|“||We have gone through with it, Walter. The tough part is all behind us. We just have to hold on now and not go soft inside. Stick close together the way we started out...I loved you, Walter, and I hated him. But I wasn't going to do anything about it. Not until I met you. You planned the whole thing. I only wanted him dead.||„|
|~ Phyllis Dietrichson|
Phyllis Dietrichson is the main antagonist in the two film adaptations of James M.Cain's novella Double Indemnity.
In both the novella and films, Phyllis Dietrichson convinces her insurance agent, Walter Neff (Fred MacMurray) to help her murder her husband. They make it appear that he fell off the back of a train by accident. This is done after they trick him into taking out a life insurance policy with a double indemnity clause, then murder him. The aim is to collect twice as much as normal from the insurance company. When she double-crosses Neff, they get into an argument that ends with him shooting her dead after finally having reailzed that she was using him as a pawn.

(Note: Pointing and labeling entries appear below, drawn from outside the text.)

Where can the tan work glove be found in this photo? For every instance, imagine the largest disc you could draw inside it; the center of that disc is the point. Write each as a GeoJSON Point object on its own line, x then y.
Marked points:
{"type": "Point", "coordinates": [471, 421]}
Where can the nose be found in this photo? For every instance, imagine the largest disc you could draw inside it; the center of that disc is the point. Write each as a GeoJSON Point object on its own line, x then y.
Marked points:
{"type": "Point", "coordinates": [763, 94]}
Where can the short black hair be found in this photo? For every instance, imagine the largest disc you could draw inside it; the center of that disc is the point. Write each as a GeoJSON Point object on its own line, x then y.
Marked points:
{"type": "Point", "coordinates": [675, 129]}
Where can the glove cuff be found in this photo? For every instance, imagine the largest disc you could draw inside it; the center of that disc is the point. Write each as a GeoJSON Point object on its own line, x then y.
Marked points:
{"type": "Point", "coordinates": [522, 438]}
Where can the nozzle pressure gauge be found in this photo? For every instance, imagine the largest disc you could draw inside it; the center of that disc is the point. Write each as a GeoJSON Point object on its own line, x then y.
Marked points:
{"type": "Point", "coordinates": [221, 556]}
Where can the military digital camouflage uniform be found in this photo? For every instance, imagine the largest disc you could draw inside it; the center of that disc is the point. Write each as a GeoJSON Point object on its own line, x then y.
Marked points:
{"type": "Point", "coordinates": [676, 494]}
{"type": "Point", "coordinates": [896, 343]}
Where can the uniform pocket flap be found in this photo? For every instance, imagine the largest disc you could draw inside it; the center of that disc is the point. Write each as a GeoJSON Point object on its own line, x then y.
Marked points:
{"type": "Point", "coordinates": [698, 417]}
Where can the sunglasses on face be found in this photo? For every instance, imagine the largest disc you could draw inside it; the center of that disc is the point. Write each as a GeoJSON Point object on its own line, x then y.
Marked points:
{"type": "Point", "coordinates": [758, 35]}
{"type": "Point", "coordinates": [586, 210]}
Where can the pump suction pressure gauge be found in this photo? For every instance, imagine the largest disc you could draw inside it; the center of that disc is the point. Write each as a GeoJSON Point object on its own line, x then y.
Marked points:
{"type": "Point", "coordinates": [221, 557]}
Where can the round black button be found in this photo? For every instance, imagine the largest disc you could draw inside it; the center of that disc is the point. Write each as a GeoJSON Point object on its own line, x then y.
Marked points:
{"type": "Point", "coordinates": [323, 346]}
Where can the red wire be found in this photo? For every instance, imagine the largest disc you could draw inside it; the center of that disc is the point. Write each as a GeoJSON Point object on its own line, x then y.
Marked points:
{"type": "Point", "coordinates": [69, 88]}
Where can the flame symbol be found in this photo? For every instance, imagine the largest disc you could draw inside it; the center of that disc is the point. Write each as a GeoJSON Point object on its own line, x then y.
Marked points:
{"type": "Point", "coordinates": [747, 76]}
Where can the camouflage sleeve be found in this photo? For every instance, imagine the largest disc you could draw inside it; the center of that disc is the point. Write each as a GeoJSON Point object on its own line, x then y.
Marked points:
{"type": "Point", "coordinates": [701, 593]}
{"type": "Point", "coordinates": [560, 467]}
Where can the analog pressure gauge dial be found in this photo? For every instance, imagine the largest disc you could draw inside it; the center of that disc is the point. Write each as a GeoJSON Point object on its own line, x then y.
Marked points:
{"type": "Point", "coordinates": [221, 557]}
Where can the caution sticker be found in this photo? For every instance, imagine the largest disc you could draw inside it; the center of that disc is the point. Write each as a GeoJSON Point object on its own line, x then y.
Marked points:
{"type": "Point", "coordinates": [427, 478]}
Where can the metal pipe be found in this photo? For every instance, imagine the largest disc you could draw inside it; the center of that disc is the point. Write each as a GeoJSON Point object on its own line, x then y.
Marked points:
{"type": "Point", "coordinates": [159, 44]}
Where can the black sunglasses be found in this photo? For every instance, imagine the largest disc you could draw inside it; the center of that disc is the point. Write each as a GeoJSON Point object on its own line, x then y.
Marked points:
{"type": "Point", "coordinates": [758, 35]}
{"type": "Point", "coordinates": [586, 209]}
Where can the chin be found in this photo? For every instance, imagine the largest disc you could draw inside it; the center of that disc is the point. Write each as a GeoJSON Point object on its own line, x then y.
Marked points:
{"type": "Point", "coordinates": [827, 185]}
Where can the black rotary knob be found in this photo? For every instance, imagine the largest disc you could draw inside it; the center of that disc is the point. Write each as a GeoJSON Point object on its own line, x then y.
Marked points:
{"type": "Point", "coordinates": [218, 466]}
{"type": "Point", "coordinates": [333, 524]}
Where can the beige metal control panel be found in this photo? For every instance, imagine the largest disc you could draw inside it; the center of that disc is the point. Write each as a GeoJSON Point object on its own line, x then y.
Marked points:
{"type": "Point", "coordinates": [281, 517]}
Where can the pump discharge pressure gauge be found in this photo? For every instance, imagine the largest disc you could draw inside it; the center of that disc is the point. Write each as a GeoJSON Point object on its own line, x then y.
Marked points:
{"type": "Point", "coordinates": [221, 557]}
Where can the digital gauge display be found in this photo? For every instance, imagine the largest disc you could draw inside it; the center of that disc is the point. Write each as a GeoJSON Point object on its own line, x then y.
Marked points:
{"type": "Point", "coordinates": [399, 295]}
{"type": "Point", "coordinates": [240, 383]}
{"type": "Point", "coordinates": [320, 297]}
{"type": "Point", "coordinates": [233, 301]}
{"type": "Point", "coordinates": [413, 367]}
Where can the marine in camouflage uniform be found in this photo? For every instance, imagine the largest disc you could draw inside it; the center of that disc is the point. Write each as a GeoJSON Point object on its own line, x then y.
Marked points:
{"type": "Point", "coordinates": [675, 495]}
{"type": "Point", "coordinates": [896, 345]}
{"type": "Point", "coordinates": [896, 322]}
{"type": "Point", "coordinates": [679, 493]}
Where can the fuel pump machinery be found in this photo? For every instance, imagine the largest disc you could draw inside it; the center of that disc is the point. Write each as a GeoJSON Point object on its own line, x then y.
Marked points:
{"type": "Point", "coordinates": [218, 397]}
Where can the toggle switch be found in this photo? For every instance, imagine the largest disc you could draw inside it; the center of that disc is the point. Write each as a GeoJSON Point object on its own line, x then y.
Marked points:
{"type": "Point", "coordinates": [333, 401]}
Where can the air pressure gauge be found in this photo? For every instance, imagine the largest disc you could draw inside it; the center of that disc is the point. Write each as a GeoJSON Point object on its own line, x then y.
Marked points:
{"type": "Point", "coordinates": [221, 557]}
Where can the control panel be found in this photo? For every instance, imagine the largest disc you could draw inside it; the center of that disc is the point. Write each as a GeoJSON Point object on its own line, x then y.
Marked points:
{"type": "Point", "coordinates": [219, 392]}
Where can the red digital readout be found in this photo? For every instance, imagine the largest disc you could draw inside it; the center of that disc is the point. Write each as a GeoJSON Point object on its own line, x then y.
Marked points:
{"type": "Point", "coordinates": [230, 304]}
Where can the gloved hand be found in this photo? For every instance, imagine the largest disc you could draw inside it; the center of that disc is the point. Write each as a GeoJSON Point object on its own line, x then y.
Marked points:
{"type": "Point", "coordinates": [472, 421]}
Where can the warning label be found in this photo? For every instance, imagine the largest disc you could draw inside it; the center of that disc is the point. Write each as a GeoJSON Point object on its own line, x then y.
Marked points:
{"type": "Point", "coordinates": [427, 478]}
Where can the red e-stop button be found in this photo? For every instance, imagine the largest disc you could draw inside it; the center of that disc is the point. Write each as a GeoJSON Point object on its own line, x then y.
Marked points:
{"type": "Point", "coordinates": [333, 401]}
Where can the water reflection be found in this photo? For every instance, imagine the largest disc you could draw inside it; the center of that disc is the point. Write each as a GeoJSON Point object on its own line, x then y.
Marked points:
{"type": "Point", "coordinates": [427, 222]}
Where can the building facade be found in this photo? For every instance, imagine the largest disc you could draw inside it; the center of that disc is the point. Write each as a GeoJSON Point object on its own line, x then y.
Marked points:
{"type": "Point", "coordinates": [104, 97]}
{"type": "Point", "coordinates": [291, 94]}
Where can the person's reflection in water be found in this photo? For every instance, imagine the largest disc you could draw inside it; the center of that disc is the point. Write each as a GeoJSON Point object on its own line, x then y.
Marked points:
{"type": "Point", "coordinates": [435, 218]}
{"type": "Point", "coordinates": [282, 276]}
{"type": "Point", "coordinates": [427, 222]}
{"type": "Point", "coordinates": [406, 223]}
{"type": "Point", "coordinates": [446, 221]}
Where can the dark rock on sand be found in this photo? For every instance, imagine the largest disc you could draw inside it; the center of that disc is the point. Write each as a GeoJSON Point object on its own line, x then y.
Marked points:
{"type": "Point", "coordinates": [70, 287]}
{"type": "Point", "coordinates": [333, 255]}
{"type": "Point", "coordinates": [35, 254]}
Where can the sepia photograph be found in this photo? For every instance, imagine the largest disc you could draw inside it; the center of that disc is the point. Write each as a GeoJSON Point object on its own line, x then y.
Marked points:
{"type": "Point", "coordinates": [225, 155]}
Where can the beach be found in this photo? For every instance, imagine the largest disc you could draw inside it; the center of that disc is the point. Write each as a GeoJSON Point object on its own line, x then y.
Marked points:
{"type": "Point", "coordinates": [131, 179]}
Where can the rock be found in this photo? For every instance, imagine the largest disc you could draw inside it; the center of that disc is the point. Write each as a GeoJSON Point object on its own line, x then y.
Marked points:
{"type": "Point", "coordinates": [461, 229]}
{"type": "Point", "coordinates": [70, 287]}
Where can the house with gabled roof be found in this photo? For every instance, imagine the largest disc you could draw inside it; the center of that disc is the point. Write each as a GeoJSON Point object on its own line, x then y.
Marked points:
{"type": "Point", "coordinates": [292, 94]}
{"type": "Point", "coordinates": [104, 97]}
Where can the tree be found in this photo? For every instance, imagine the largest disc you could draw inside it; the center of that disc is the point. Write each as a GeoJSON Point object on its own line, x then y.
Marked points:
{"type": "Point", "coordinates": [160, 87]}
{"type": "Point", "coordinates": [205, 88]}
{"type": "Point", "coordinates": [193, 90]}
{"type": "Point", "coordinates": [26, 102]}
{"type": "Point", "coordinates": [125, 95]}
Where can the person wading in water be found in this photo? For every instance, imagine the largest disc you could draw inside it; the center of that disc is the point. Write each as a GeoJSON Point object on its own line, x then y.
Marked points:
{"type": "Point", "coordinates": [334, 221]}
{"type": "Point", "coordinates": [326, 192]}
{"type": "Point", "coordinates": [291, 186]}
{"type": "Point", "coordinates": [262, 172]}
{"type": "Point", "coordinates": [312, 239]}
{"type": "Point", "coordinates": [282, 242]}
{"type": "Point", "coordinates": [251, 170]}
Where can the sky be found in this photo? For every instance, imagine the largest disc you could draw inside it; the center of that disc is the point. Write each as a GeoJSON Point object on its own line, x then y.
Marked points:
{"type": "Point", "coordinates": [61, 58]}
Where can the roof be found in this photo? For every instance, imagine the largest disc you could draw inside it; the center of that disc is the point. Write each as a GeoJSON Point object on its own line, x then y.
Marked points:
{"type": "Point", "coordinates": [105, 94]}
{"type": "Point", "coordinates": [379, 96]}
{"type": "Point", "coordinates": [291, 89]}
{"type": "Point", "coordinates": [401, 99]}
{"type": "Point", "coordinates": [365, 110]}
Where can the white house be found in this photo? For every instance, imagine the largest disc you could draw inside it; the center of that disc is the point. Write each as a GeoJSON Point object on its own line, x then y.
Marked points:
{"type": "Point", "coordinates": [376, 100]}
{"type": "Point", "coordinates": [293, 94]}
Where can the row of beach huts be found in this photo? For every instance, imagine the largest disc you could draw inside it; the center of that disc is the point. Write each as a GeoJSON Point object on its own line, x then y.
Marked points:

Phyllis was so iniquitous that Stanwyck, director Billy Wilder's first choice for the role, was reluctant to take it. Wilder was persistent, Stanwyck relented, and she said thereafter it was one of the best roles she'd ever played.
Phyllis is well-known for her skills at seduction. She plays Walter throughout both the novella in the film by pretending to be in love with him when she was only using him to pull her scam off. Furthermore, she shows little remorse for her actions; even getting upset with Walter for considering turning himself in. Overall, Phyllis shows few redeeming traits throughout the film. She that she would kill anyone and manipulate all for a bit of extra money
- The character was based upon real-life murderer Ruth Snyder. The photo of Snyder's execution in the Sing Sing electric chair, run on the cover of the January 13, 1928, New York Daily News with the one-word headline DEAD!, has been called the most famous news photo of the 1920s.
- It is also heavily implied that she killed her husband's first wife, Lola, as she died under mysterious circumstances while under Phyllis' care.
- The character was ranked as the #8 film villain of the first 100 years of American cinema by the American Film Institute in the AFI's 100 Years... 100 Heroes and Villains.
- In the novella, the character was named Phyllis Nerdlinger, which was changed by the screenwriters, who thought it too comical.